Dlaczego dyżurny się pomylił? Maszynista: Nie planowano żadnych zmian w rozkładzie
Co sprawiło, że doszło do czołowego zderzenia dwóch pociągów? "Fakt" postawił hipotezę , że dyżurny ruchu ze Starzyn mógł myśleć, że rozjazd trzeba przestawić w związku z pociągiem "Gubałówka" z Zakopanego do Warszawy, który miał tego dnia nie jechać.
Skład oczywiście jechał, ale jak zwrócił uwagę Bogdan Marchewka, maszynista z kilkudziesięcioletnim stażem, z sieciowego rozkładu jazdy pociągów wynika, że 3 marca 2012 roku pociągi kursowały bez żadnych istotnych zmian w rozkładzie. Pociąg Interregio 31522 "Gubałówka" kursował na skróconej trasie z Krakowa Płaszowa do Warszawy Wschodniej.
"Przypadkowe przełożenie zwrotnicy? Nie"
- Nawet jeżeli "Gubałówka" nie wyruszyłaby tego dnia z Krakowa, przypadkowe przełożenie zwrotnicy spowodowałoby skierowanie pociągu Interregio "Jan Matejko" na prawidłowy dla niego tor 2 - ocenił Bogdan Marchewka w rozmowie z Gazeta.pl.
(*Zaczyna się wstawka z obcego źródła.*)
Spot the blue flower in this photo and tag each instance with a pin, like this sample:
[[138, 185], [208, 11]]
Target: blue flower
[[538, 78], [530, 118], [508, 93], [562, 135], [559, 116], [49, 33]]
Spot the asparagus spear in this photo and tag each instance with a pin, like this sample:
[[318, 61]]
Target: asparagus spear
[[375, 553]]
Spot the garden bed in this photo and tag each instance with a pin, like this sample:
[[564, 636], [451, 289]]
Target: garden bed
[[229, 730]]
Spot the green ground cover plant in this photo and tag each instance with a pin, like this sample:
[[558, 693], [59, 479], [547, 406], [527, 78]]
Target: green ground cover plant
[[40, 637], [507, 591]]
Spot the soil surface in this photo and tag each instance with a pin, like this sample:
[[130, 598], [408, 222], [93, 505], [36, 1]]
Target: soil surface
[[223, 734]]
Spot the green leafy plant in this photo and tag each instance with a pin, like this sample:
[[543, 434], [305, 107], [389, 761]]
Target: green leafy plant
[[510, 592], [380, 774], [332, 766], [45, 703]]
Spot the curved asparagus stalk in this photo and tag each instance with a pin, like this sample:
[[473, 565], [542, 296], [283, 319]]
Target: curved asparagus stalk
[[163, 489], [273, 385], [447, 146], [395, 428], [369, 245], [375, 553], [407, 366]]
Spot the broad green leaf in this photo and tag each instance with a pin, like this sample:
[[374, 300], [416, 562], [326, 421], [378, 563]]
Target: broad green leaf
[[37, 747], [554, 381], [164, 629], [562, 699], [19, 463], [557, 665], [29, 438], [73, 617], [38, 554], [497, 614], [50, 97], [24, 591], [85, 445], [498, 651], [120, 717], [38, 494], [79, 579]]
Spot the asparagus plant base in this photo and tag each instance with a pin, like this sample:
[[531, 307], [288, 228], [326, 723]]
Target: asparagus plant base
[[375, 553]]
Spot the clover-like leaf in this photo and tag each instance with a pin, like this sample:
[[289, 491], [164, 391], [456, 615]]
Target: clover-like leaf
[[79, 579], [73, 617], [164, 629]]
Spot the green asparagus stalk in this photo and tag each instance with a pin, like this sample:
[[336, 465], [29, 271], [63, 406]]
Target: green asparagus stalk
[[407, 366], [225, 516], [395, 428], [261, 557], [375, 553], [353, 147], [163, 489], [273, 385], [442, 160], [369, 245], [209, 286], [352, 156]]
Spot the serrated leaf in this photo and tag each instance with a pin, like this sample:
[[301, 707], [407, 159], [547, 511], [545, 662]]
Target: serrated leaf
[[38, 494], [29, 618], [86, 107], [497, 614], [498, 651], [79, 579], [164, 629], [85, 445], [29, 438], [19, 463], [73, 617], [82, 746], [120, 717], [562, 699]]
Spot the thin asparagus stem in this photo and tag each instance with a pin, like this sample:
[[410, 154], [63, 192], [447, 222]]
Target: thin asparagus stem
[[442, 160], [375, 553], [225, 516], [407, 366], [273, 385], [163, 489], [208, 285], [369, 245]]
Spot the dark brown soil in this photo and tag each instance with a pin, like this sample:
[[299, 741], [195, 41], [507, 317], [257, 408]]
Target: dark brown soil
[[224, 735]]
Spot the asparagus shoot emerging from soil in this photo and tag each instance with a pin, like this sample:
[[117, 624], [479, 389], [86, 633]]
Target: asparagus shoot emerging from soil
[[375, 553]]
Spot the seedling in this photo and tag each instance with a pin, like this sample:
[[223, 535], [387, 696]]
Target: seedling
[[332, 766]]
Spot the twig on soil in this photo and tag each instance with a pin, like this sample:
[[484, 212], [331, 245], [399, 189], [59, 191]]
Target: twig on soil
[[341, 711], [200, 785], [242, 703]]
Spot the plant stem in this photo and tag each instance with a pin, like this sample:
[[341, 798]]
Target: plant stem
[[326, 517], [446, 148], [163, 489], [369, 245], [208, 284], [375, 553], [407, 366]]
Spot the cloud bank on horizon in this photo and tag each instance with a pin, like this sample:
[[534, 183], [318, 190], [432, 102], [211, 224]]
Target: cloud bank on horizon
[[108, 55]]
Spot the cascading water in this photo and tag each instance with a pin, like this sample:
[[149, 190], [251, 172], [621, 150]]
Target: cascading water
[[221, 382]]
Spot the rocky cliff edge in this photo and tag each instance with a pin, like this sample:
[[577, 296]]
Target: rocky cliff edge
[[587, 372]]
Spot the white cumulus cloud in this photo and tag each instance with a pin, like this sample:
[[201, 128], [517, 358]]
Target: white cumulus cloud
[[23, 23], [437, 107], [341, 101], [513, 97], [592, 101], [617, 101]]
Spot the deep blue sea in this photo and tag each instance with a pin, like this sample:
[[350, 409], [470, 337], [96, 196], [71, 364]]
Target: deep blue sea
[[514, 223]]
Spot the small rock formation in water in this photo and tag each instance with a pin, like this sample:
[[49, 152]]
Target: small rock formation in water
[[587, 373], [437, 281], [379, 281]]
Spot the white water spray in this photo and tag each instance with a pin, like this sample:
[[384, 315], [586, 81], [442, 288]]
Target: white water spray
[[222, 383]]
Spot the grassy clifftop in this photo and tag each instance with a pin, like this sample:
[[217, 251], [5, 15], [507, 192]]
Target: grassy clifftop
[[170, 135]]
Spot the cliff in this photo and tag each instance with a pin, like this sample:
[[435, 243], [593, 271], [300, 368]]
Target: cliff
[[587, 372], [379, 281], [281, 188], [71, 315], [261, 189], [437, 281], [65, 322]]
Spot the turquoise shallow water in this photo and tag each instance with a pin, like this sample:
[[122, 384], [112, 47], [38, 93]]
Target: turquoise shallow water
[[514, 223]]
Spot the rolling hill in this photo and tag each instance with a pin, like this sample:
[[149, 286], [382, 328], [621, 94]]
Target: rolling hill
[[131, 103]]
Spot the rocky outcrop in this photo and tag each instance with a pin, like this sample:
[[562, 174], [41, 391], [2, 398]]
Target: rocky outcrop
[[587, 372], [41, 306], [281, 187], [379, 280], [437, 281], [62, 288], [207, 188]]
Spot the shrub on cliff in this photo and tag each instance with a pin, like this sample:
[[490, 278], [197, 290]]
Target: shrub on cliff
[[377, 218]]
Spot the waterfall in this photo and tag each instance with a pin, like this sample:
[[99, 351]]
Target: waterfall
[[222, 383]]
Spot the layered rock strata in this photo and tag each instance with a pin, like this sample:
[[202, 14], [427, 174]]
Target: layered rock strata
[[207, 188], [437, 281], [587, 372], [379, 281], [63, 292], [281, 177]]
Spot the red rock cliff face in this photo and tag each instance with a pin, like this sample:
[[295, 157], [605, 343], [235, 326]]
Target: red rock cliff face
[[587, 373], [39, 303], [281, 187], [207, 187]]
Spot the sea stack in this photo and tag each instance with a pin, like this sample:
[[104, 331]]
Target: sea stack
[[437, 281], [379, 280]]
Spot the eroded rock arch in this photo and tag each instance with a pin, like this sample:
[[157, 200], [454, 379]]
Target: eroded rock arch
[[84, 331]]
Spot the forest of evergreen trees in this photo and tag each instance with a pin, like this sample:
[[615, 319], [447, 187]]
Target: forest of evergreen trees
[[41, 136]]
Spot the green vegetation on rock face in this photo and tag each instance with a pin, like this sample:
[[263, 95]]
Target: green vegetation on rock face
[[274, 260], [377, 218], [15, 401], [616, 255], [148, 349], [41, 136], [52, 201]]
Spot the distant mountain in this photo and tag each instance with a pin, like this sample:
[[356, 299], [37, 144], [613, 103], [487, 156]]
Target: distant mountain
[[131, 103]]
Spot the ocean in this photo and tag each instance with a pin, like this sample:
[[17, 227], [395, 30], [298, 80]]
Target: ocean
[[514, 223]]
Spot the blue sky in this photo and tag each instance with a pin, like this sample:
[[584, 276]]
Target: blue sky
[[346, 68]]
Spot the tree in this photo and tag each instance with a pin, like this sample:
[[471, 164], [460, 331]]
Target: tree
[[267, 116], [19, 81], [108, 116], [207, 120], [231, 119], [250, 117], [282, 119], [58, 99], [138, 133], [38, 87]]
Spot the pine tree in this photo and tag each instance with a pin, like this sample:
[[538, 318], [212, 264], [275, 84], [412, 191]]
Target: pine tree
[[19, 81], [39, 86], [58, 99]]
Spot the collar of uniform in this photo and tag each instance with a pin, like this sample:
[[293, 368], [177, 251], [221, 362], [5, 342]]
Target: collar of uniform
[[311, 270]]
Ponadto, według maszynisty, jest wysoce nieprawdopodobne, że dyżurny ruchu ze Starzyn nie wiedział, na który tor kieruje pociąg "Jan Matejko". - Ze znajdującej się tam nastawni można obserwować, co dzieje się w danym momencie na rozjazdach, a pozycja zwrotnicy zaznaczona jest dodatkowo na elektronicznym wyświetlaczu. Oznacza to, że hipoteza stawiana przez dziennikarzy "Faktu" jest fałszywa - skwitował Bogdan Marchewka.